During my teenage years my family would vacation every summer for a week at a campground in Mammoth Spring, Arkansas called Many Islands. It was located on the Spring River and offered premier trout fishing.
Our first year we camped for a week in a tent. It didn’t take long to realize that this was not the best of ideas. The following years we rented a cabin with all the comforts of home.
Spring River had several springs that flowed into it. The water temperature was cold and colder. Remember this little bit of information. The shock of hitting the water would take your breath away.
Generally we would wade the water to trout fish. On this one particular morning my dad informed me he was renting a boat and trolling motor so he and I could get where the big trout hung out.

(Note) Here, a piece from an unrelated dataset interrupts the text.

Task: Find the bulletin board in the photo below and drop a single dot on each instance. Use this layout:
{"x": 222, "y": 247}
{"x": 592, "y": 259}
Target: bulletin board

There was a concrete slab where one could pull the boat up to and tie it off. My dad had pulled the boat up to the slab and informed me he was going to show me how to tie the boat up properly.
I was thirteen and excited about my dad sharing his knowledge with me. I watched attentively as he explained the proper knot to use as he tied it off. He then instructed me to retrieve our tackle boxes and rods and reels. He began loading the boat with our gear. He took one load aboard and came back to get another load.
On this trip he set his foot on the front seat of the John boat and still had one foot on the slab. At this point the boat began to drift away from the slab. Little did I know my vocabulary was going to expand with words that if I had ever used would have ended with me getting my mouth washed out with soap.
Now you have to picture my dad with one foot in the boat and the other planted on the slab and the boat slowly backing away. The gap between the boat and slab has widened. At this point I began to wonder if at the age of thirty four if my dad could physically do the splits.
My dad is trying frantically to pull the boat back to the slab with his leg. I stood there in disbelief as I watched the knot my dad had tied begin to unravel and the boat was now free and it occurred to me my dad was now at the point of no return.
All of a sudden I was overcome with the urge to laugh. I immediately started biting my tongue and realized how much I enjoyed life. I didn’t want to be standing in front of the pearly gates at such a young age so with great determination I was able to suppress my laughter.
I watched in horror, but laughing on the inside, as the gap became too wide for my dad to maintain his balance. SPLASH!!! Did I mention how cold the water is? He rises out of the water and onto the slab with the agility of a teenager. Like the Phoenix riding from the ashes!! My vocabulary was expanding with the speed of light. His language would have made a sailor proud!
Needless to say that pretty much ended our day in the boat exploring Spring River and a trophy Trout was spared. When we got back to the cabin we had a real good laugh. Ahh the memories of growing up.